The Birth of the Pill, Jonathan Eig, Carrera 2014

God Is Dead

Disguised as a young Dinka woman, God came at dusk to a refugee camp in the North Darfur region of Sudan.

I wonder what made people angrier about this book. The fact that God shows in a woman, an African woman, or him being without any real power. I’m sure there was many a pearl necklace clutched. But is the death of God in war-torn Africa a gimmick, or does the story bring something to the image of how the world looks at (Christian) religion?

First of all, God Is Dead is closer to a collection of stories, the death being what drives but the fall out definitely being the direction they are taken in. Except for one recurring character, all stories are independent. They are about losing not just religion but faith, a purpose, and how society is clambering for replacement.
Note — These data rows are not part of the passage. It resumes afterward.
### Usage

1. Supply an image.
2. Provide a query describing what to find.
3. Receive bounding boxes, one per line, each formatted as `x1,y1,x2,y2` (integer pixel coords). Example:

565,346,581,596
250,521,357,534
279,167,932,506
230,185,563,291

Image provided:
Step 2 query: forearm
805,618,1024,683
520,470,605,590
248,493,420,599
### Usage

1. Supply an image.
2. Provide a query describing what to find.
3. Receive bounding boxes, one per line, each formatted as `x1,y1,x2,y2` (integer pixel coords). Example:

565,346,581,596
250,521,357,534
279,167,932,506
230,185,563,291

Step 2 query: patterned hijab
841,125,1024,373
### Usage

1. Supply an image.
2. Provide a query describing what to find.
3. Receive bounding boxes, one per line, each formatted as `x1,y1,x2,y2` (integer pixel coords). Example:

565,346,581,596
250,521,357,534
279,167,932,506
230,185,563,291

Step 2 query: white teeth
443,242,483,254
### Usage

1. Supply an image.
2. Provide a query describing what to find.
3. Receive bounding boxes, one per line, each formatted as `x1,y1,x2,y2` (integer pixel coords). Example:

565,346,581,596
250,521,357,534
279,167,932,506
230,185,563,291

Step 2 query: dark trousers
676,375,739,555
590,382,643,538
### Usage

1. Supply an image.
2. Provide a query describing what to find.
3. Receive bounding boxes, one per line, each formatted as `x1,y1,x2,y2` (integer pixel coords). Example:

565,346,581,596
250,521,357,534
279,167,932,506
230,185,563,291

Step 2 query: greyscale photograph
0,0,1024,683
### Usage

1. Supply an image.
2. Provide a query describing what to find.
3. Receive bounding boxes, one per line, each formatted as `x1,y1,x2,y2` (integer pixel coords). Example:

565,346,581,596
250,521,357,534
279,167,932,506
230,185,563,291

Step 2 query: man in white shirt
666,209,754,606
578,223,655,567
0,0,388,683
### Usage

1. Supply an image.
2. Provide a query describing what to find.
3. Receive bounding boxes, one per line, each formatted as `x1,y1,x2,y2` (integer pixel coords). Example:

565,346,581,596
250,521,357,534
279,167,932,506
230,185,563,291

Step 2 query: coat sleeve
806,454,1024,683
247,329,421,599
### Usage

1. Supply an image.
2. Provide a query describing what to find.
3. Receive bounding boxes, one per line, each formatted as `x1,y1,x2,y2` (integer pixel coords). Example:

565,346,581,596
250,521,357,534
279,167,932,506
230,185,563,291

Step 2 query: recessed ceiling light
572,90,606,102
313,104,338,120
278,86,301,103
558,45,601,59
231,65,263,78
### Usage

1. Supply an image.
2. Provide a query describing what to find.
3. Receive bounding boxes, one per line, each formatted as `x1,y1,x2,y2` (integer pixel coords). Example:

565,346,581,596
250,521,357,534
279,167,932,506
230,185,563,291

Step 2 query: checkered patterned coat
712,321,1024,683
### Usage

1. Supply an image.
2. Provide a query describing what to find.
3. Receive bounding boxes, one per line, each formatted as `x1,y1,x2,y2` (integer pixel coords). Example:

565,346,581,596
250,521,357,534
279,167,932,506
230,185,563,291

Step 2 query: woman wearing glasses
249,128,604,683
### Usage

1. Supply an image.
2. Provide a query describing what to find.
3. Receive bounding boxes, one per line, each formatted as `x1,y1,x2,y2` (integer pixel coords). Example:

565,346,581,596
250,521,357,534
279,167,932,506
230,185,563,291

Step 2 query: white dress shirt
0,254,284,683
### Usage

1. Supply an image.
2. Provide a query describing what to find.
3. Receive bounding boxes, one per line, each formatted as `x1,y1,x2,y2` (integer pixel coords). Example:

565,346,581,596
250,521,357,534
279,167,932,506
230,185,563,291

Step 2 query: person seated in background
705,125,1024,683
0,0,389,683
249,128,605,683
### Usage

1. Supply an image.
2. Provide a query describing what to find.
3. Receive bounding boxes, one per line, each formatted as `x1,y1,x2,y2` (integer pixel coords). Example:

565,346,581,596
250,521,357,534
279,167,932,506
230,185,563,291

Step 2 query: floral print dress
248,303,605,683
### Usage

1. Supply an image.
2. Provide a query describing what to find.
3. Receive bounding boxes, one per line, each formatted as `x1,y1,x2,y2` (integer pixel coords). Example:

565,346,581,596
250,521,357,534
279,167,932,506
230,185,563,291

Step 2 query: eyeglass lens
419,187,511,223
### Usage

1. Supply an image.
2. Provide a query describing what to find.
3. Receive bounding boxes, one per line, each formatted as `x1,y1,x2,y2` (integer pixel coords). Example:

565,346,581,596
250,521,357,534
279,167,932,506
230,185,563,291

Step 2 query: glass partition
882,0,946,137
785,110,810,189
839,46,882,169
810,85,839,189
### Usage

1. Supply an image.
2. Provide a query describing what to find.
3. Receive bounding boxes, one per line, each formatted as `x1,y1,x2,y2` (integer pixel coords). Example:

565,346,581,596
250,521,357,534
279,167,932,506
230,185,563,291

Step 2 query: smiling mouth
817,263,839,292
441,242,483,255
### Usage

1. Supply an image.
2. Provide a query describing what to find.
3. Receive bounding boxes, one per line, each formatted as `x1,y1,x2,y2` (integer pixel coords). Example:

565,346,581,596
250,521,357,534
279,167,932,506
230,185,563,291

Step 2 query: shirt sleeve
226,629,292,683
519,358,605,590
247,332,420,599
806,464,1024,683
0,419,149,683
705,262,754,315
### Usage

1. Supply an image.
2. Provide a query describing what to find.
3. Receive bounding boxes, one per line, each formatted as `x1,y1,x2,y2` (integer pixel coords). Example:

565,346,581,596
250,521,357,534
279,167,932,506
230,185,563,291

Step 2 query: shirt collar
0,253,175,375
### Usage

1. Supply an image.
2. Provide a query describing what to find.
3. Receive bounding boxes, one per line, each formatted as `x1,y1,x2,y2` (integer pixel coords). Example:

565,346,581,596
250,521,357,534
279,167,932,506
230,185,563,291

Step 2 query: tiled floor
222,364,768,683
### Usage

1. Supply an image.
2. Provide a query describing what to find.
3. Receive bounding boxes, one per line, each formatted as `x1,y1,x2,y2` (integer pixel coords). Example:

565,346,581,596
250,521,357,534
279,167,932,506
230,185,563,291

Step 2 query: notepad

Personally, I wondered a few times why other religions wouldn’t have carried on, or if there would be more new ones than the one mentioned. The stories are mostly based in the United States, while the experience in Hindu India might have been very interesting as well.

Still, the stories are half adventurous novel, half terrifying future. It’s a very bleak future, how humankind will look without anything to believe in, but for the small size of the novel, it is very doable.

God Is Dead, Ron Currie, Picador 2007

Days of Little Texas

There is this girl in my dream.

The life of a teenage missionary preacher turns horror in a questioning story about God, family, ghosts, souls and growing up.

Sixteen year old ‘Little Texas’ (real name: Ronald Earl) gives public healings but starts doubting the Holy Trinity and himself when he’s slowly growing up. Visions of a dead girl and stories about a possessed island don’t make the growing up part any easier.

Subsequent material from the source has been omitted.